More immediately, GM will receive the first ethanol from Coskata’s
pilot plant in the fourth quarter of 2008. The fuel will be
used in testing vehicles at GM’s Milford Proving Grounds.
GM said it produces more than 1 million flex-fuel
vehicles a year and has 3.5 million on the road globally.
In the U.S., GM said, it has more than 2.5 million flex-fuel
models on the road and is committed to making half its production
flex-fuel capable by 2012. GM said it sells 11 E85-capable
models this year and will increase that to more than 15 models
for the 2009 model year.
GM said it has worked in partnerships with businesses, universities
and non-governmental organizations over the last two years
to grow the U.S. infrastructure for E85, helping to open 300
fueling stations in 15 states.
The timing of the GM-Coskata partnership coincides with President
Bush’s signing of the Energy Independence and Security
Act last month, which calls for a dramatic increase in biofuels
– from 7.5 billion gallons in 2012 to 36 billion gallons
in 2022. Corn- and other grain-based ethanol are expected
to account for up to 15 billion gallons of that new standard
with 21 billion gallons coming from cellulosic and biomass
sources.
Coskata CEO and President Bill Roe said, “We will have
our first commercial-scale plant making 50 to 100 million
gallons of ethanol running in 2011, and that includes the
two years it will take to build the plant.”

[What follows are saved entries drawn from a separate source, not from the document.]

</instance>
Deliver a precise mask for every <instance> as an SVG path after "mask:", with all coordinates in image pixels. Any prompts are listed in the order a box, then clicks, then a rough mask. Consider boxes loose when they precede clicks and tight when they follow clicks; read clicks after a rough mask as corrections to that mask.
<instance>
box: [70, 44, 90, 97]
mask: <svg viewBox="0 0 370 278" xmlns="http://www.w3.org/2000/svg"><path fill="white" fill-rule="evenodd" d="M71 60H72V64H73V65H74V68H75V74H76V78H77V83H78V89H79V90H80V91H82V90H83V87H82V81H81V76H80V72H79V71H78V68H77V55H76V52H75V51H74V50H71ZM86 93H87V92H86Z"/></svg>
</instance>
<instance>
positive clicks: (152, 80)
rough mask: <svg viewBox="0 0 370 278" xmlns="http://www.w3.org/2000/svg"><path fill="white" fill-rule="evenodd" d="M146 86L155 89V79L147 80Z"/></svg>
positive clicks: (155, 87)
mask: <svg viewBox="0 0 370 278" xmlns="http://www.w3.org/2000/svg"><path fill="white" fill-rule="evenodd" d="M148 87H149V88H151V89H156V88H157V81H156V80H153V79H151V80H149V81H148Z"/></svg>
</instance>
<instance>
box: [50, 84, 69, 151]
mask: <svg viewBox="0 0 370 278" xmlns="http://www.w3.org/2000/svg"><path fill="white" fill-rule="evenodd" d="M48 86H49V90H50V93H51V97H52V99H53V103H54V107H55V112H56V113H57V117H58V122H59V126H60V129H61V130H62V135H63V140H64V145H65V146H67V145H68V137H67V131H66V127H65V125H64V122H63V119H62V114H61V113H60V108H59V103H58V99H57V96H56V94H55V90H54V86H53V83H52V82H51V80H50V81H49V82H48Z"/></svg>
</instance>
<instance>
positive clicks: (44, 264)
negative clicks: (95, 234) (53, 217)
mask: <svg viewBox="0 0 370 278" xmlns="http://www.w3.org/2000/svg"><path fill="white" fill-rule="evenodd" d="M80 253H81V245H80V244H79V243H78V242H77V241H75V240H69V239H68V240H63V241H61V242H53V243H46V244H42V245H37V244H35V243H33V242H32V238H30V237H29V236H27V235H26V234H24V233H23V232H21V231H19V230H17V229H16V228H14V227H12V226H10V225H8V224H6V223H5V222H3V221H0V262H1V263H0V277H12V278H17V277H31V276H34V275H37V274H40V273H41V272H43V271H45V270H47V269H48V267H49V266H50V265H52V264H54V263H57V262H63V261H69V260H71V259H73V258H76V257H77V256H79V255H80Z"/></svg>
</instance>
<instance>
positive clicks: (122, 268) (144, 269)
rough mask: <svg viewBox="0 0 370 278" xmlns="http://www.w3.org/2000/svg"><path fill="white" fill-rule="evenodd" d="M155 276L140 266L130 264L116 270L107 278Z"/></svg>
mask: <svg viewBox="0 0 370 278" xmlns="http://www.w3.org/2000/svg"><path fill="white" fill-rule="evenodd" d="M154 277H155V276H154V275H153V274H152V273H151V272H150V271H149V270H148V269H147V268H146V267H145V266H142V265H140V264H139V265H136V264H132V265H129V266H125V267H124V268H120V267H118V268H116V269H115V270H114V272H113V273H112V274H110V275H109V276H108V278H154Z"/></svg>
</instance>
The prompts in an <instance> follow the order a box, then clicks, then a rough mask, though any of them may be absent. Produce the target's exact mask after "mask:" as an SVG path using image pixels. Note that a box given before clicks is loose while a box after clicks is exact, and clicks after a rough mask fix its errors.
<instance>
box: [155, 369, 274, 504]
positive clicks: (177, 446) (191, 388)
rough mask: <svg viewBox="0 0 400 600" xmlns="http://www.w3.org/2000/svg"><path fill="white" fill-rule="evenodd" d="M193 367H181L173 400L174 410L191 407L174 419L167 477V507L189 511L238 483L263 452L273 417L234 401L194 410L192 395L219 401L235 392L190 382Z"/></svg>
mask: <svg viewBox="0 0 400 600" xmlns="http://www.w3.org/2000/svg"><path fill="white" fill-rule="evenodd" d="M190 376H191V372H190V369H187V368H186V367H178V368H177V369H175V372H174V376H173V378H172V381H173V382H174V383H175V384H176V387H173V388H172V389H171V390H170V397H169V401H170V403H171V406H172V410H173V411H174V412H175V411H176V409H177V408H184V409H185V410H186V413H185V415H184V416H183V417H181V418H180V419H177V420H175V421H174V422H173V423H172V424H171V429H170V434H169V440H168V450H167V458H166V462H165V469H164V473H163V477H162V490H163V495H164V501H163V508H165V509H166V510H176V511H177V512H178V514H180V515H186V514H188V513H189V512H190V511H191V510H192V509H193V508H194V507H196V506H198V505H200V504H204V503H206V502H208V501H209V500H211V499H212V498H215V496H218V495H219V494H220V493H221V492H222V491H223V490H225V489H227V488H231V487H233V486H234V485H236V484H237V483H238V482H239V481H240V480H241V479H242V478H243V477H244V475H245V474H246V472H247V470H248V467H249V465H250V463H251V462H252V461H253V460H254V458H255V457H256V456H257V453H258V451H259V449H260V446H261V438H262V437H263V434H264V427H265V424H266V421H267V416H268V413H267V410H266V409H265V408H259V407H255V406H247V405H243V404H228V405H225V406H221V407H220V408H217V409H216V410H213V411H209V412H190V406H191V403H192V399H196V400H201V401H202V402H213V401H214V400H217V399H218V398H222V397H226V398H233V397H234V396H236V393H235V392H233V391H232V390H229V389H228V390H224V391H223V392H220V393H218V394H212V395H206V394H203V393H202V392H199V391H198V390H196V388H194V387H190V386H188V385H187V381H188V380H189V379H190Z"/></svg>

The press release did not indicate where the
plant would be built.
The partnership includes an undisclosed equity stake for GM,
joint research and development into emissions technology and
investigation into making ethanol from GM facilities’
waste and non-recyclable vehicle parts.
Coskata said it is a biology-based renewable energy company
for economies dependent on oil. Using proprietary microorganisms
and transformative bioreactor designs, the company said, it
plans to produce ethanol for less than one U.S. dollar per
gallon almost anywhere in the world, from a wide variety of
input material. The company was founded in 2006 by renewable
energy investors and entrepreneurs, including Khosla Ventures,
Advanced Technology Ventures, and GreatPoint Ventures.